Keir Starmer has been slammed by angry farmers for allegedly breaking his previous promises to the sector with Labour’s Budget yesterday.
Chancellor Rachel Reeves announced several changes which will directly impact British farmers on Wednesday, including limiting inheritance tax relief on farms to £1 million.
This means small family farms worth over that amount will struggle to pass their land down the generations from April 2026, without paying a 50% relief, and at an effective rate of 20%.
The sector was furious at these changes, especially as the prime minister promised to the National Farmers’ Union in 2023, when he was leader of the opposition, to look after the sector.
The NFU, which has 45,000 members, reminded Starmer with a damning clip on social media from last year’s conference that he had “looked farmers in the eye and said he knew what losing a farm meant”.
In the unearthed footage, Starmer tells the crowd: “Every day seems to bring a new existential risk to British farming.
“Losing a farm is not like losing any other business, you can’t come back.
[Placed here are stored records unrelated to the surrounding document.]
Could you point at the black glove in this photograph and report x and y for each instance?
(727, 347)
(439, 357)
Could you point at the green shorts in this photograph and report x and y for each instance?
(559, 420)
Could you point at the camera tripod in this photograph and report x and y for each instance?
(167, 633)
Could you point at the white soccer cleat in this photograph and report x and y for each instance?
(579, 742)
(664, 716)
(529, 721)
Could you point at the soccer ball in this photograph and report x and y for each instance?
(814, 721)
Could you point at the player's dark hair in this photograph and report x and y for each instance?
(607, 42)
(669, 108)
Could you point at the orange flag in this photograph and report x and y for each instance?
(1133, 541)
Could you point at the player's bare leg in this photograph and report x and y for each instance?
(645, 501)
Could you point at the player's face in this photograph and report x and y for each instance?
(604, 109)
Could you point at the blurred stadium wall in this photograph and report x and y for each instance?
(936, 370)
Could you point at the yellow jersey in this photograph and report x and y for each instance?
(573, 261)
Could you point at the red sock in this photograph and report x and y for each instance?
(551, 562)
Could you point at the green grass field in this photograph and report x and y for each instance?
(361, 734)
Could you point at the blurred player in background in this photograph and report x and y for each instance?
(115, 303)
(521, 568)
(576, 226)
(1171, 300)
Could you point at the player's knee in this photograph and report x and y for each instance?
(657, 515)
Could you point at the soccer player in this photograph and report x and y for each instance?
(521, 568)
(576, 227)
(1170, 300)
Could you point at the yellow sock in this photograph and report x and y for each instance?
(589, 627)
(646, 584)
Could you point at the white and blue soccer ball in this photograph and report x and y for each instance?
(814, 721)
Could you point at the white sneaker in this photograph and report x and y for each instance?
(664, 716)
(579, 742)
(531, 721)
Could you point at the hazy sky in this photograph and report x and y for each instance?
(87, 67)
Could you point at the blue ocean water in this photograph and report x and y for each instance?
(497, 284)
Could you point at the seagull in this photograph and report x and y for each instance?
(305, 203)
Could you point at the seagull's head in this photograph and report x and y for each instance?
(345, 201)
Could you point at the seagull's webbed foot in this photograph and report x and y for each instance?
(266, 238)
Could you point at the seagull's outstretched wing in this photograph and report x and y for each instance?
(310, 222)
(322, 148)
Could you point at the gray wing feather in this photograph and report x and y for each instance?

“That’s why the lack of urgency from the government, the lack of attention to detail, the lack of long-term planning – it’s not on. You deserve better than that.”
NFU president Tom Bradshaw said the Budget was “disastrous” for family farms and tenant farmers, and called the breaking of “clear promises” on Agricultural Property Relief “shameless”.
“When you look farmers in the eye and make them a promise, keep it,” he added.
He claimed that the new announcement “not only threatens family farms but also makes producing food more expensive”, and costs will have to be passed up the supply chain or “risk the resilience of our food production.”
He claimed the Budget will “snatch away the next generation’s ability to carry on producing British food, plan for the future and shepherd the environment.”
The NFU chief continued: “It’s clear the government does not understand, or perhaps doesn’t care, that family farms are not only small farms and that just because a farm is a valuable asset it doesn’t mean those who work it are wealthy.
“This is one of a number of measures in the Budget which makes it harder for farers to stay in business and significantly increase the cost of producing food.”
“Before the election Keir Starmer promised to establish a new relationship with farming and the countryside. Well, he’s certainly done that,” Bradshaw concluded.